JSES Int. 2022 Nov 9;7(2):247-251. doi: 10.1016/j.jseint.2022.10.010. eCollection 2023 Mar.
Instability is one of the leading causes of revision for reverse total shoulder arthroplasty (RTSA). Closed reduction (CR) of a dislocated RTSA is recommended by many as initial treatment with varying degrees of success. In this study, we describe polyethylene liner dissociation from the humeral tray (PDH) as a cause of failure of CR of dislocated RTSA.
In this retrospective study, patients who underwent revision RTSA for instability were identified through our institutional database review using specific International Classification of Diseases and Current Procedural Terminology codes. Pertinent clinical information including demographics, details of instability event (early vs. late), traumatic vs. atraumatic, outcomes of CR (if performed), and intraoperative findings during revision surgery were collected and analyzed.
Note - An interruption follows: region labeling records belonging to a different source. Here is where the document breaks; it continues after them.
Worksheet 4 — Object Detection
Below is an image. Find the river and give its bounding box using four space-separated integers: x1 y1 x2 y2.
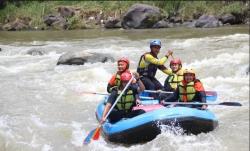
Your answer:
0 26 249 151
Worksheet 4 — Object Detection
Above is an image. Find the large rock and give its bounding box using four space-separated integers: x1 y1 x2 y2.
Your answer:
2 17 31 31
121 4 163 29
104 19 121 28
57 52 114 65
57 6 75 17
152 19 174 28
43 15 68 29
27 48 44 56
195 15 222 28
219 14 236 25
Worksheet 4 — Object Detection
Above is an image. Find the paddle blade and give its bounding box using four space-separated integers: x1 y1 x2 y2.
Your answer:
205 91 217 102
83 129 96 145
92 127 101 140
219 102 242 106
205 91 217 96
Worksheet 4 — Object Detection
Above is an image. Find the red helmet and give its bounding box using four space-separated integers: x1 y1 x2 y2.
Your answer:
170 58 182 66
121 72 132 82
117 57 129 68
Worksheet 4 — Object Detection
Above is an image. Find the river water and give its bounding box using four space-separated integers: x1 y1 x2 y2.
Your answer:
0 26 249 151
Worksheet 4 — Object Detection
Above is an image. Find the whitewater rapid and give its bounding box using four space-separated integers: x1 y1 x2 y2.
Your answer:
0 27 249 151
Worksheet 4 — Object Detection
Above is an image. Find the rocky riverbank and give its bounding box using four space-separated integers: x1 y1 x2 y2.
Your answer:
0 1 250 31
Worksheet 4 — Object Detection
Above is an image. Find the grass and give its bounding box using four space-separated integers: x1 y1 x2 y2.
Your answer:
0 0 248 29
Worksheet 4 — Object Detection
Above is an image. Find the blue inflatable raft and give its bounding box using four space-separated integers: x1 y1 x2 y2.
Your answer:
96 97 218 144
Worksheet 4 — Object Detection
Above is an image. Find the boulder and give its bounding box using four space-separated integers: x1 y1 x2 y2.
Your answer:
57 6 75 17
121 4 163 29
152 19 174 28
27 49 44 56
43 15 68 29
195 15 222 28
57 52 114 65
2 17 31 31
104 19 121 28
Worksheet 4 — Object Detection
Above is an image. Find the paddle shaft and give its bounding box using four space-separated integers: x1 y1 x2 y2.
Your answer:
144 90 217 96
104 75 134 120
81 91 154 99
163 102 242 106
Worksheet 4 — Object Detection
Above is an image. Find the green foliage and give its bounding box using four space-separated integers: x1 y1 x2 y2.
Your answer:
219 2 248 14
0 0 248 29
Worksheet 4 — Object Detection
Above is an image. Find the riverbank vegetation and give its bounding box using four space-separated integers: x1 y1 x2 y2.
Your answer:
0 0 249 29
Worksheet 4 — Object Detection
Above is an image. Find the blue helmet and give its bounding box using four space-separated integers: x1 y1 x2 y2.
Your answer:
150 39 161 47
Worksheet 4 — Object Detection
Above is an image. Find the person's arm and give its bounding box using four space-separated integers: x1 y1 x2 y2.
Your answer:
133 72 145 93
194 79 207 109
145 54 168 65
107 74 118 93
162 87 179 102
100 103 111 124
100 91 117 124
164 75 174 91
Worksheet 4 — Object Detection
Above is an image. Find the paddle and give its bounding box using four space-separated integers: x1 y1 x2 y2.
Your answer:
80 91 154 99
83 75 134 144
144 90 217 101
164 102 242 106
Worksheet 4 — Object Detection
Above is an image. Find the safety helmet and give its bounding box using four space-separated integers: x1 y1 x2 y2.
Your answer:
117 57 129 69
150 39 161 47
183 69 195 77
121 72 132 82
170 58 182 66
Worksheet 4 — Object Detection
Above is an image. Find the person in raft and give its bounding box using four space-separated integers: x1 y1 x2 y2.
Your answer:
137 40 173 97
159 58 184 100
161 69 207 109
101 71 145 123
107 57 129 93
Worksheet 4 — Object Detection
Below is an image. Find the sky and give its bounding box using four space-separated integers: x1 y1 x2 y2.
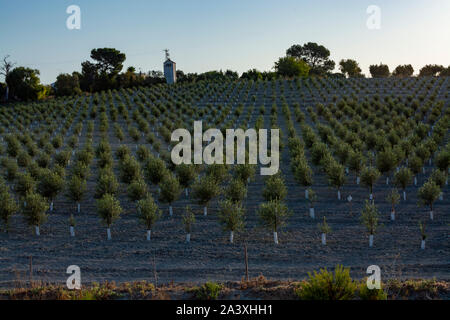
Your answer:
0 0 450 84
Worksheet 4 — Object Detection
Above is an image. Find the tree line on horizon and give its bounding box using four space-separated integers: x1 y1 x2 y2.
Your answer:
0 42 450 101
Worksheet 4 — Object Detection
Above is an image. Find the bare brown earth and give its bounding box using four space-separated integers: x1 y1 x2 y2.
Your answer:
0 77 450 288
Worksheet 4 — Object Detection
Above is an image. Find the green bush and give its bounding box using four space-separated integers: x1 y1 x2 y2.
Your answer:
95 171 119 199
97 194 122 228
0 190 18 232
119 156 141 184
128 179 148 201
358 279 387 300
296 265 356 300
193 281 222 300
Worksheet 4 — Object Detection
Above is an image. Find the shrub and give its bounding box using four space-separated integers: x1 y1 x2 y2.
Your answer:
175 164 197 188
116 145 131 161
192 175 220 215
206 164 228 184
182 206 195 234
128 179 148 201
361 200 379 235
14 173 36 197
358 279 387 300
136 146 151 162
225 179 247 203
67 175 86 203
430 168 447 189
95 171 119 199
159 173 181 209
234 164 256 184
0 190 18 232
119 156 141 184
4 158 19 181
317 217 331 234
97 194 122 228
22 192 49 231
144 157 167 185
292 158 314 187
72 161 90 180
52 135 63 149
263 174 287 201
37 169 64 201
394 167 413 191
5 135 20 157
17 150 32 167
258 200 291 243
417 179 441 211
97 152 114 168
361 167 380 194
193 281 222 300
386 189 400 212
219 200 244 242
138 194 161 230
55 151 70 167
296 265 356 300
36 152 51 168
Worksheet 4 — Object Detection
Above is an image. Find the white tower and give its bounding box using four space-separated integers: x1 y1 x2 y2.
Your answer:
164 49 177 84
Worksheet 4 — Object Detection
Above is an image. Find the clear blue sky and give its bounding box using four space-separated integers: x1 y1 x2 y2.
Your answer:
0 0 450 83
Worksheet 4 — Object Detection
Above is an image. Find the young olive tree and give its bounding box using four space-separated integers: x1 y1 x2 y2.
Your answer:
94 169 119 199
361 167 380 201
182 206 195 243
361 200 379 247
394 167 413 201
263 174 287 201
347 151 364 184
219 200 245 243
376 148 398 185
0 189 19 232
138 194 162 241
144 157 167 185
234 163 256 184
37 169 64 211
22 192 49 236
419 221 427 250
225 179 247 203
293 157 314 199
308 188 317 219
67 175 87 213
326 161 345 200
418 179 441 220
127 178 148 202
408 155 423 186
14 173 36 198
258 200 291 244
317 217 331 246
159 173 181 216
192 175 221 217
430 168 447 201
175 164 197 197
97 194 122 240
119 156 142 184
386 189 400 221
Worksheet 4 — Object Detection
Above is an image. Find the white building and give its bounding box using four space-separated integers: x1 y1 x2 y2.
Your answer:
164 49 177 84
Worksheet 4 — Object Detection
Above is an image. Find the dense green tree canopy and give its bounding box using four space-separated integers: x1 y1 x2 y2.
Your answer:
369 63 390 78
6 67 49 100
275 57 310 77
286 42 335 75
339 59 361 77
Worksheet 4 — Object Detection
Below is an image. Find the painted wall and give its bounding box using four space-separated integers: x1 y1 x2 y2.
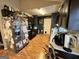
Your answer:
68 0 79 31
0 0 20 29
44 18 51 34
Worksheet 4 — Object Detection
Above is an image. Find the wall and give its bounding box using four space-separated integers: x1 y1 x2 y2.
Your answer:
44 18 51 35
0 0 20 16
0 0 20 49
68 0 79 31
0 0 20 29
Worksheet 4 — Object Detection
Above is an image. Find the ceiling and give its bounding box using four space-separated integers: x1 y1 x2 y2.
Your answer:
20 0 64 15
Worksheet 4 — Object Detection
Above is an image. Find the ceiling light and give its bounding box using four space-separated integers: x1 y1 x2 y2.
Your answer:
34 8 47 15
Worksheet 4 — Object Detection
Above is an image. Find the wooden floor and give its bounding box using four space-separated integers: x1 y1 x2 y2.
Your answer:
0 34 49 59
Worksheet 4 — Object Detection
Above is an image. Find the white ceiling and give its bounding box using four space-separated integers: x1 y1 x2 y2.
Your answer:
20 0 64 15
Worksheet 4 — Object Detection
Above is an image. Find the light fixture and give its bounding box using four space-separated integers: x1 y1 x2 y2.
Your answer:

Twenty-two patients met the inclusion criteria with average follow-up of 2 years. CR was attempted in 12 (55%) patients, prior to revision surgery, and was successful in 5 (23%) patients. During the revision surgery polyethylene liner dissociation from the humeral tray (PDH) was identified in 10 patients (45%). Five of these 10 patients had failed CR and the other 5 patients did not undergo CR due to primary surgeon's preference. All patients with PDH event had onlay humeral tray RTSA system. Although not a consistent radiographic finding in our series, the presence of the metallic glenosphere in direct contact with the humeral tray on anteroposterior or axillary radiographs was diagnostic for PDH.
Dissociation of polyethylene liner from the humeral tray can be associated with an RTSA dislocation and is a contraindication for CR. A radiographic finding of the metallic humeral tray articulating directly with the glenosphere is an indication that the polyethylene liner is dissociated from the humeral tray.
不稳定是翻修反式全肩关节置换术(RTSA)的主要原因之一。许多人推荐对脱位的RTSA进行闭合复位(CR)作为初始治疗方法,且成功率各不相同。在本研究中,我们描述了聚乙烯衬垫与肱骨头托盘分离(PDH)是脱位的RTSA闭合复位失败的一个原因。
在这项回顾性研究中,通过我们机构的数据库审查,使用特定的国际疾病分类和当前手术操作术语代码,识别出因不稳定而接受翻修RTSA的患者。收集并分析相关临床信息,包括人口统计学资料、不稳定事件的细节(早期与晚期)、创伤性与非创伤性、CR的结果(如果进行了CR)以及翻修手术期间的术中发现。
22例患者符合纳入标准,平均随访2年。12例(55%)患者在翻修手术前尝试了CR,其中5例(23%)成功。在翻修手术中,10例(45%)患者被发现存在聚乙烯衬垫与肱骨头托盘分离(PDH)。这10例患者中有5例CR失败,另外5例患者由于主刀医生的偏好未进行CR。所有发生PDH事件的患者均使用了覆盖式肱骨头托盘RTSA系统。虽然在我们的系列研究中这不是一个一致的影像学表现,但在前后位或腋位X线片上金属球窝与肱骨头托盘直接接触可诊断为PDH。
聚乙烯衬垫与肱骨头托盘分离可能与RTSA脱位有关,是CR的禁忌证。金属肱骨头托盘与球窝直接相连的影像学表现提示聚乙烯衬垫已与肱骨头托盘分离。